The truth is tastes change—with exposure, with time, and even with practice. If my kids don't take to something right away, I'll often keep making it, sometimes with different variations, knowing that their tastes can shift. I recently read that kids need to eat the same new food (prepared the same way) something like six times before they will accept it into their eating repertoire. It makes me a little sad to hear parents categorically say things like, "He won't eat it. He doesn't like corn/carrots/mushrooms, etc." I tend to think, "He may not like it yet, but he hasn't eaten this particular dish yet." Who knows?

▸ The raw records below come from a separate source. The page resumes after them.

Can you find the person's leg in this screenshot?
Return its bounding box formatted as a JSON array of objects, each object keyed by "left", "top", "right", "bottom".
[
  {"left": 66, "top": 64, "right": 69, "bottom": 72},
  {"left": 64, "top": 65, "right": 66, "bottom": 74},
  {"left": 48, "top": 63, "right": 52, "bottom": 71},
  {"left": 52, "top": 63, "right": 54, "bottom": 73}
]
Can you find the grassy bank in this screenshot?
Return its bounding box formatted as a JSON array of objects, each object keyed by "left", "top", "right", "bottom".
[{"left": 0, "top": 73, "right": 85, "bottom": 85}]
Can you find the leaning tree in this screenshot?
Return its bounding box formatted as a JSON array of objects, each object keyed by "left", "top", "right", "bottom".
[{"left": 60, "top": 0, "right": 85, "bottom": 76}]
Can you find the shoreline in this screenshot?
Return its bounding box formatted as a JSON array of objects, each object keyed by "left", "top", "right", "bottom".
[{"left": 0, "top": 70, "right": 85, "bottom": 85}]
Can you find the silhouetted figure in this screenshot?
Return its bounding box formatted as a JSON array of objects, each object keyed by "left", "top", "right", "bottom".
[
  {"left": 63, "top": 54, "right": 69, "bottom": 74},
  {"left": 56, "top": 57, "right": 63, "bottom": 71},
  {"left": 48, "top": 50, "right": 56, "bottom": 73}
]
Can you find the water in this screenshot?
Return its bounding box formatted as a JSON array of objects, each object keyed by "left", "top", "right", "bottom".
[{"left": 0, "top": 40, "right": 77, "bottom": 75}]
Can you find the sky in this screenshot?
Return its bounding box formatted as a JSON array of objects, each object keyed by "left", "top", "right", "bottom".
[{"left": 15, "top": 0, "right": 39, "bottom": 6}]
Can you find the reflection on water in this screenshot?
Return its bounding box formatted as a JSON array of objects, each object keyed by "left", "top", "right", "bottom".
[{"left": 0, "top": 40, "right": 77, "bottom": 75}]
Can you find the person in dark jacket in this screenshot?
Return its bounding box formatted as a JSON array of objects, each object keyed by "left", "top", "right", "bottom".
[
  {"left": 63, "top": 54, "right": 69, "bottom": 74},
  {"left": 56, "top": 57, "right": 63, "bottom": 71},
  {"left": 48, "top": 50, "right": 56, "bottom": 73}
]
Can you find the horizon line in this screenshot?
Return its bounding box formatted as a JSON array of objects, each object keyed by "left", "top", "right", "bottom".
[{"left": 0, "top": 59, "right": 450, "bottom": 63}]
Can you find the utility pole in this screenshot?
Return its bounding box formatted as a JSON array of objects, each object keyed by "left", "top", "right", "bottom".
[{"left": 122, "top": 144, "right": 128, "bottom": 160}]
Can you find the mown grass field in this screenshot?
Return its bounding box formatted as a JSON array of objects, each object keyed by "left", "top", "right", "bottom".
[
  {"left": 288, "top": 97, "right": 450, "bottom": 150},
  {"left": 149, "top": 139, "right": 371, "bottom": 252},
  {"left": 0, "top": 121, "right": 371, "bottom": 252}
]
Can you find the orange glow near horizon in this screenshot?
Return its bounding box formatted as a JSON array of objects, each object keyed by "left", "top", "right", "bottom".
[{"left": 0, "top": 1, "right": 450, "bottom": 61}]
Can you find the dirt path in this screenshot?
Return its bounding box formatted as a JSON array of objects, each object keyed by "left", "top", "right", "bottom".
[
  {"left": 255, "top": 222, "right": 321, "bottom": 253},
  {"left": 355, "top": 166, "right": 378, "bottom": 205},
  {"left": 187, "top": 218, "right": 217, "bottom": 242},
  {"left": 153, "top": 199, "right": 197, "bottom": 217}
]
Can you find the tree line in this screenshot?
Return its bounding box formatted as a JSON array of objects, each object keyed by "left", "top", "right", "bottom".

Over time our tastes mature. I love a big vodka martini now, but as a child it would have made me gag. As a child, I thought Domino's pizza sauce was spicy. Now, I will happily eat things so hot they make me sweat and cry simultaneously. As a child, I did not favor beets or pretty much anything in orange hues (winter squash, rutabaga, cooked carrots). As an adult, beets became a favorite veggie for me without any effort. I had to work a little to like the orange things.
I am a firm believer that you can teach yourself to like new foods. Over the years, especially before I had kids, I would make an annual food resolution which involved adding a new food (generally something I disliked but had nutritional merit) to my diet over the course of a year. I would try a variety of new recipes until I came upon one I liked. Once I found one and became comfortable with the new food then I could expand to other ways of using it.
Eggplant parmesan opened the doors for baingan bharta, chinese eggplants in garlic sauce, baba ghanoush, and eggplant "meatballs." Tofu was tasteless, until I tried it with peanut sauce and broccoli (see below). Now, Sam and Ethan eagerly gobble down sesame fried tofu with asparagus and shiitakes. Grapefruit eluded me, until I found out that if you remove the membrane around each segment, the bitterness I despised disappeared. When I was pregnant with Ethan, I craved pink grapefruit and ate it, peeled like an orange, nearly every day for a time.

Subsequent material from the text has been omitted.